There are cases when an incorrect implementation results in a disproportionately high number of events sent to Mixpanel for the same distinct_id. This leads to an imbalance when storing events across distinct_ids, where one distinct_id's events grows larger than the rest, impacting storage and query systems which in-turn results in high query latencies for the end user.

Since we distribute events across shards, this imbalance is called a hot shard.

How does hot shard detection work?

The hot shard detection step runs in the ingestion pipeline. A counter of events is maintained for each distinct_id and event_date combination. The counter is best-effort as a result of the underlying systems used to maintain such a large keyspace.

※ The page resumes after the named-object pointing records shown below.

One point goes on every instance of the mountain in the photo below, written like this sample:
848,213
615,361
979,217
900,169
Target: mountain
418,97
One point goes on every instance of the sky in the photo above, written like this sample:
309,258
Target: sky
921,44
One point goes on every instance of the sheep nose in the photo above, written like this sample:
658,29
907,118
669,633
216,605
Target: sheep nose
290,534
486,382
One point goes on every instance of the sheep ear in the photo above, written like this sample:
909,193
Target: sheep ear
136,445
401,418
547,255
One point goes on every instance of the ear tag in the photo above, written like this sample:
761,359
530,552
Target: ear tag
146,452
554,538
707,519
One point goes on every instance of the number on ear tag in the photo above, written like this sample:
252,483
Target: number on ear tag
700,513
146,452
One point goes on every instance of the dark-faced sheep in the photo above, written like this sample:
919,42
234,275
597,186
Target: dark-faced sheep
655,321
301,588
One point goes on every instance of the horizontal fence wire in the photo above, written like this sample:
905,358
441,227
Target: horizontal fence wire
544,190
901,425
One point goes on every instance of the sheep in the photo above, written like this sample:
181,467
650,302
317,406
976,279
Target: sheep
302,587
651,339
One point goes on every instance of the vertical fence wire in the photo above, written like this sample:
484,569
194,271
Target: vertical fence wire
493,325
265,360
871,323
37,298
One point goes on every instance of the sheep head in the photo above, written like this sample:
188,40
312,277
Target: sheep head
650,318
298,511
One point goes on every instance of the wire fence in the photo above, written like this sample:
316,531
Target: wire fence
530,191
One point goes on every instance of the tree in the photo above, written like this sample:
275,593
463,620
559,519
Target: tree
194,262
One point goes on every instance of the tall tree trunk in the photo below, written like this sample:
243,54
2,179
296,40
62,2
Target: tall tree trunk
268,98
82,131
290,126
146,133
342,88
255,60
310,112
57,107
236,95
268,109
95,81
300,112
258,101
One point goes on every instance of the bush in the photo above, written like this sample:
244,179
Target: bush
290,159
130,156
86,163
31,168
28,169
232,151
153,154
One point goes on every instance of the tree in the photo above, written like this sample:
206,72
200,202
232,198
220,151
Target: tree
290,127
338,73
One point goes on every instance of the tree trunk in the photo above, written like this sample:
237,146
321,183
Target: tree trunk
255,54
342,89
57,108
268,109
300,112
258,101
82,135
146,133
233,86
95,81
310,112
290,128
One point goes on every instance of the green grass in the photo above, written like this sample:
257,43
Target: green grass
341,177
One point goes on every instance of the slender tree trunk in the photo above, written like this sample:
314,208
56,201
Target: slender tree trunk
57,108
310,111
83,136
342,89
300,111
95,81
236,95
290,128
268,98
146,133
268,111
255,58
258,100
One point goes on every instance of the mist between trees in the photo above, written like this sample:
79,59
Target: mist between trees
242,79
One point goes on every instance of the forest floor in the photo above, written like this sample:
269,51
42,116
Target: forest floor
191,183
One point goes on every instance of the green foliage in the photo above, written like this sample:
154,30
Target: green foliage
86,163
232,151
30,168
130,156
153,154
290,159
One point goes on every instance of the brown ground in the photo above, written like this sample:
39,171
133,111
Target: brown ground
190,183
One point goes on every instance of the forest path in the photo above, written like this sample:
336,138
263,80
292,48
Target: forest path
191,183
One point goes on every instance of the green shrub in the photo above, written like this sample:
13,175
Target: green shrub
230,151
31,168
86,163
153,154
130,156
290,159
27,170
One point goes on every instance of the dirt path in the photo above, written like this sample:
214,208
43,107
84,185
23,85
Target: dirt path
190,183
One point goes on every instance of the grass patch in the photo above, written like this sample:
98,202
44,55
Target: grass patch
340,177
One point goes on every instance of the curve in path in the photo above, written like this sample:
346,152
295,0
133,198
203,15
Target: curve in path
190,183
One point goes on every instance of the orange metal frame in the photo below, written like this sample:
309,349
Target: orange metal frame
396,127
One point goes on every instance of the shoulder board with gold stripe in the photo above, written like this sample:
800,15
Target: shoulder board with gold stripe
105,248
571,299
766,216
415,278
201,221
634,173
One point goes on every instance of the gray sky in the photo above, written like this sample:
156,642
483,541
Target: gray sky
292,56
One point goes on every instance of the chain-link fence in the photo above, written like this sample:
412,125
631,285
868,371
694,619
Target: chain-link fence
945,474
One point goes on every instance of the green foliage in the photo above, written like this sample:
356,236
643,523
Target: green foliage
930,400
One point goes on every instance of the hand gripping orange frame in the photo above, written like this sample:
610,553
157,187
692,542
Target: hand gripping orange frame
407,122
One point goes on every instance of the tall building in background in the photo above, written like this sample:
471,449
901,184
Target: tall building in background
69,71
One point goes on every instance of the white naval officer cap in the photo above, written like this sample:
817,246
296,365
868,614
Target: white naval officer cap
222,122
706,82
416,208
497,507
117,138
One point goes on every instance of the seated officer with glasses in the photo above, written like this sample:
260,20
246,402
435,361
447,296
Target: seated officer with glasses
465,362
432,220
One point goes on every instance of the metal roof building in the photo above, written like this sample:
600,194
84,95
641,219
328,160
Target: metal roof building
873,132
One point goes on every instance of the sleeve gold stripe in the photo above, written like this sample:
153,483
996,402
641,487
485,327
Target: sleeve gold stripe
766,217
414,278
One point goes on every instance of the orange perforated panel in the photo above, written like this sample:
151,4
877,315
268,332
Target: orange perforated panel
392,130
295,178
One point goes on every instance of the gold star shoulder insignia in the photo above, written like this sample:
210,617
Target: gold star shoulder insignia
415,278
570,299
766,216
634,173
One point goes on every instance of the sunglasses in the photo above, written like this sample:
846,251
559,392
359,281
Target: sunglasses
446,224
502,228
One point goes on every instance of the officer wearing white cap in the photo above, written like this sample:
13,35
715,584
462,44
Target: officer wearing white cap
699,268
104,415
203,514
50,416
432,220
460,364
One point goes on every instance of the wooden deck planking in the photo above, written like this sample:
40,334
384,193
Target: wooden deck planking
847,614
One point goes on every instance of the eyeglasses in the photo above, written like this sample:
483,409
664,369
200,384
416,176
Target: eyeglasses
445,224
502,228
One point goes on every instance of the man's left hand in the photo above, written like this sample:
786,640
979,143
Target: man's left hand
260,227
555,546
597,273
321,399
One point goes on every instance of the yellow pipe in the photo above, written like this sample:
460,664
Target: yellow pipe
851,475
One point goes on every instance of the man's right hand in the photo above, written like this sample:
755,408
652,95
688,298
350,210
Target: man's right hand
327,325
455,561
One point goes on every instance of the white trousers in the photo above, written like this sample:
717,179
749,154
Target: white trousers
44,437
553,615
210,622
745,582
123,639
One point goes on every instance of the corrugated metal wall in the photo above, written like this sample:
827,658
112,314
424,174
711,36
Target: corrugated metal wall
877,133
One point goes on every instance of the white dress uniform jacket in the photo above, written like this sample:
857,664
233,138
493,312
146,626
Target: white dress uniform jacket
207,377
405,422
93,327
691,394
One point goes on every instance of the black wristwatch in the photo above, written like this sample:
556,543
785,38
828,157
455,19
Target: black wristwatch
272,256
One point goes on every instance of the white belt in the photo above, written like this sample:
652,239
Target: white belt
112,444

Once a pre-defined threshold is crossed(currently set to 100K events), the distinct_id is marked as contributing to a hot shard and all subsequent events for this distinct_id and event_date are updated to even the load across shards. Historical events prior to the hotshard detection for the same distinct_id are not updated.

What happens when we detect a hot shard?

Once a given entry crosses the threshold, all subsequent matching events (same distinct_id and event_date) will have the following transformations applied to them:

  • event will be changed to $hotshard_events. The original event name will be preserved under a property called mp_original_event_name (display name is Hotshard Original Event Name). Changing the name removes the bad events from being selected for analysis yet remain accessible for debugging.
  • distinct_id is changed to ""1. The original value will be preserved under a property called mp_original_distinct_id (display name is Hotshard Original Distinct ID). Removing the distinct_id allows Mixpanel backend to distribute these events evenly across shards ensuring that performance is not adversely affected while keeping the data accessible for debugging.

Original Event -

{
  "event": "Signed up",
  "properties": {
    "time": 1618716477000,
    "distinct_id": "hotshard@mixpanel.com",
    "$insert_id": "36a92782-cd7d-41a0-93af-8c23ec6c4191",
  }
}

Updated Event -

{
  "event": "$hotshard_events",
  "properties": {
    "time": 1618716477000,
    "distinct_id": "",
    "mp_original_event_name": "Signed up",
    "mp_original_distinct_id": "hotshard@mixpanel.com",
    "$insert_id": "36a92782-cd7d-41a0-93af-8c23ec6c4191",
  }
}

These events can be queried from the dashboard just like any other events. A weekly report is sent to project owners if a new hot shard was detected and remediated in the past 7 days.

Recovering from a hot shard

Recovery is a multi-step process -

  • Break down $hotshard_events by mp_original_distinct_id and mp_original_event_name to spot what’s causing the issue.
  • Use the above to locate the code that is the root cause and update it to stop the ongoing issue.
  • This should fix it going forward. To fix historical data, the recommendation is to export, transform, and re-import the data.

Footnotes

  1. Due to a side-effect on how events are serialized, some remediated entries were initially saved with a numeric distinct_id (instead of ""). This value can safely be ignored.